Remember me?
After some movie missteps, and a four-year break, Smith is back in ‘Black’
- Last Updated: 2:08 PM, May 20, 2012
- Posted: 9:37 PM, May 19, 2012
In your world, two plus two equals four. In Will Smith’s world, “Two plus two is gonna be what I want it to be,” as he once told TV host Tavis Smiley.
Whoa. Hold up, Big Willie. Let us take a moment to get jiggy with that math. What are we to make of a man who believes so strongly in his own power that he suggests something as inviolate as arithmetic is under his control? Is this a case of extreme optimism — or extreme narcissism?
In the end, it doesn’t matter. Will Smith is the biggest movie star in the world, and it’s impossible to say if that status gave him a belief in his own power, or if that belief in his own power earned him that status.
Now 43, Smith has been absent from movie screens since 2008’s “Seven Pounds,” a relative eternity for a star as big as he is. He finally returns Friday in “Men in Black 3,” reprising his role as Agent J, who must time travel back to 1969 to prevent Agent K (Tommy Lee Jones), from being assassinated.
The movie comes at a decisive moment in Smith’s career, thanks to his long hiatus and the faltering of his two previous films, “Hancock” and “Seven Pounds.” Those movies made loads of cash but were bashed by critics, breaking a run of commercial and critical successes running back to his Oscar-nominated role in 2001’s “Ali.” (We’ll just ignore “Wild, Wild West.”)

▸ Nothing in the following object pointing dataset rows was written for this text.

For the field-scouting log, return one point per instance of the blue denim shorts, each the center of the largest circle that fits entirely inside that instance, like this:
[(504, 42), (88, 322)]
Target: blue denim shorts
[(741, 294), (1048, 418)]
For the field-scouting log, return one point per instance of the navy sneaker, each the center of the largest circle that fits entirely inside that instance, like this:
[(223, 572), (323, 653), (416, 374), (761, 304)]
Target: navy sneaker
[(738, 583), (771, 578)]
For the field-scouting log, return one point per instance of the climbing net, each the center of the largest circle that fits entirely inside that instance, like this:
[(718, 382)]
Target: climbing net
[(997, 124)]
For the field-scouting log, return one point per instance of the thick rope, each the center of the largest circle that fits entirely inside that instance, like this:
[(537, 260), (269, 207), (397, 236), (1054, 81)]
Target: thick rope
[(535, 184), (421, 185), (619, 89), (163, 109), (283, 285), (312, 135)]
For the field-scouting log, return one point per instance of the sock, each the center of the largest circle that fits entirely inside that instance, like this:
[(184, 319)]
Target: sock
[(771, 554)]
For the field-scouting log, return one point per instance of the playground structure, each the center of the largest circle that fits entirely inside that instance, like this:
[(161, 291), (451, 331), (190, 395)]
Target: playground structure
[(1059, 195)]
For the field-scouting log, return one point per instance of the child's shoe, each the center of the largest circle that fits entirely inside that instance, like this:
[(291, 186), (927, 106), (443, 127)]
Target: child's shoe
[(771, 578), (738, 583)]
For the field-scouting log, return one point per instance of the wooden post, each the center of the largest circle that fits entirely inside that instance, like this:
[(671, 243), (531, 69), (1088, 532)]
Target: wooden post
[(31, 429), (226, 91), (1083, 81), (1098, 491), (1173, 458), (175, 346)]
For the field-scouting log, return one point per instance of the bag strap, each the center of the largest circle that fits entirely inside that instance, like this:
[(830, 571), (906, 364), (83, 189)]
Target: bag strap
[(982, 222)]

During the past four years, the star has also seen his golden image dinged by rare p.r. gaffes involving the way he handles his kids’ careers, his apparent ties to Scientology and his ginormous double-decker on-set dressing room.
Smith, though, already has a process for solving thorny problems. “Make a choice — from that point on, the universe is gonna get out of your way. It’s water,” Smith told Smiley. “I believe I can create whatever I want to create.”
What the famously hard-working Smith desperately wants to create now is a universe in which he remains the top draw in Hollywood.
First step: Choose a sure thing. After “Seven Pounds,” Smith was deciding whether to shoot “MIB3” or “The City That Sailed,” an original fantasy script about a piece of America breaking off and floating in the ocean. Not surprisingly, he chose the safe sequel.
“He hasn’t done a movie since ‘Seven Pounds,’ so I think there’s a big, big ‘want to see’ [factor],” says producer Todd Black, who worked with Smith on “Seven Pounds” and “The Pursuit of Happyness.” “And to make a comeback in a big, populist movie like this is really smart. It goes right to the sweet spot of his audience.”
Next step: Use your massive influence and power to mold projects to your liking and avoid any possible missteps.